For initial host discovery across large estates, RustScan's masscan-inspired speed with Nmap fallback improves pipeline throughput. It is not a replacement—service detection and scripting require Nmap proper—but it collapses the discovery phase from hours to minutes.

# Lab: RustScan for port discovery, Nmap for deep inspection
rustscan -a 192.0.2.0/24 --range 1-65535 --scan-order random \
  -- -sV -sC -oX deep.xml

The -- passes remaining arguments to Nmap. Production requires rate limiting: RustScan defaults are aggressive and will overwhelm stateful firewalls or trigger IDS thresholds.

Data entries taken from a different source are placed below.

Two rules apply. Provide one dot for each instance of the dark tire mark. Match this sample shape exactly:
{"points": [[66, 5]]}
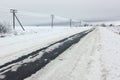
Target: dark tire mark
{"points": [[26, 69]]}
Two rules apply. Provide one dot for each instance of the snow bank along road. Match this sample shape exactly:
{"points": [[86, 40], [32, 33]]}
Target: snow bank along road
{"points": [[27, 65], [95, 57]]}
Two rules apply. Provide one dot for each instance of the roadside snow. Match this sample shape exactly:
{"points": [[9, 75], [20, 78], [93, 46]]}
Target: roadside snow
{"points": [[95, 57]]}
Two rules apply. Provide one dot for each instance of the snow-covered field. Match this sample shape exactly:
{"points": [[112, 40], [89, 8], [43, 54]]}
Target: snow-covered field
{"points": [[34, 38], [94, 57]]}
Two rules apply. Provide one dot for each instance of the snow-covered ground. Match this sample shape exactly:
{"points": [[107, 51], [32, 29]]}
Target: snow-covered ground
{"points": [[95, 57], [115, 29], [34, 38]]}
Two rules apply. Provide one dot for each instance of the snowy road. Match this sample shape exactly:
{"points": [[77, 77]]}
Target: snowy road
{"points": [[29, 64], [74, 63], [95, 57]]}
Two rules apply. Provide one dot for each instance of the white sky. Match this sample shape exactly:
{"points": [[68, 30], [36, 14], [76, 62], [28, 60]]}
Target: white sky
{"points": [[77, 9]]}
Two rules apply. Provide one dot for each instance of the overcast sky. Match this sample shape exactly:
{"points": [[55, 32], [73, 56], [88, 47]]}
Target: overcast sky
{"points": [[77, 9]]}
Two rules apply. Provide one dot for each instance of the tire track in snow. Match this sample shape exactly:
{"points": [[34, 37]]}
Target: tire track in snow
{"points": [[27, 65]]}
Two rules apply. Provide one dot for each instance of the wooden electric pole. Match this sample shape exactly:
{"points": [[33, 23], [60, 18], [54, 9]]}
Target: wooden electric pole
{"points": [[13, 11], [70, 22], [52, 20]]}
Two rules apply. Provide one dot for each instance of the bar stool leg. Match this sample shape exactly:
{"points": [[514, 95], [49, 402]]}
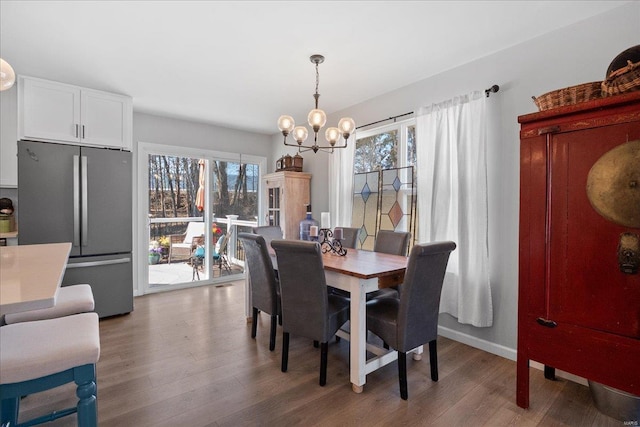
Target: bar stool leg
{"points": [[87, 410]]}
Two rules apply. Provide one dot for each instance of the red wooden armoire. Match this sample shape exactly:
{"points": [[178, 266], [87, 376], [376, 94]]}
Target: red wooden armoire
{"points": [[579, 292]]}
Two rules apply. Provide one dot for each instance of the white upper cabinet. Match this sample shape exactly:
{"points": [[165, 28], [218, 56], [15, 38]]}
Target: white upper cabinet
{"points": [[58, 112]]}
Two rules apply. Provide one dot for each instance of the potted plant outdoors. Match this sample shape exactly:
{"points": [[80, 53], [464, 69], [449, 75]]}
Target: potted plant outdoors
{"points": [[215, 232], [155, 253]]}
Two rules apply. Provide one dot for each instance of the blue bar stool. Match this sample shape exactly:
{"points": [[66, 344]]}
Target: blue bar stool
{"points": [[44, 354]]}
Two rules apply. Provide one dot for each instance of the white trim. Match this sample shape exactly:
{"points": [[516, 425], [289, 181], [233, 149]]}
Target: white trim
{"points": [[502, 351], [488, 346]]}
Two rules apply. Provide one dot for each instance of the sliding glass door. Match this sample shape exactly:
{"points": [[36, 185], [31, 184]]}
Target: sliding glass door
{"points": [[192, 205]]}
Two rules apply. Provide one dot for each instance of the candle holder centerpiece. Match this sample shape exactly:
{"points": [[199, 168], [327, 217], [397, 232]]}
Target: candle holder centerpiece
{"points": [[331, 243]]}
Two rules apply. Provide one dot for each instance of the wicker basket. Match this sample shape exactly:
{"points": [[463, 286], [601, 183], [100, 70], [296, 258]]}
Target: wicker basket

Data Retention for Sensitive Topology Archives

Scan archives contain a complete network map—IP addressing, live hosts, service versions, OS guesses. Treat them as confidential at the sensitivity tier of your network documentation, not merely log data.

Practical policy elements:

Retention: 90 days online in PostgreSQL, 1-3 years compressed XML in object storage, then cryptographically shredded. Legal hold suspends deletion.
Access: Service account only for parser; human access requires break-glass with ticket reference logged.
Encryption: XML at rest (AES-256-GCM via S3 or filesystem encryption); TLS 1.3 for parser-to-database transport.
Geographic: Store in same jurisdiction as network; cross-border transfer of infrastructure maps may violate data residency or trigger export control review.

Hard-won insight: A port marked filtered is not a clean result—it is an unanswered question. Many operators archive only open ports and miss the security-relevant signal of firewall rule changes. Store filtered and closed states; the delta from filtered to open without a change ticket is often your earliest intrusion indicator.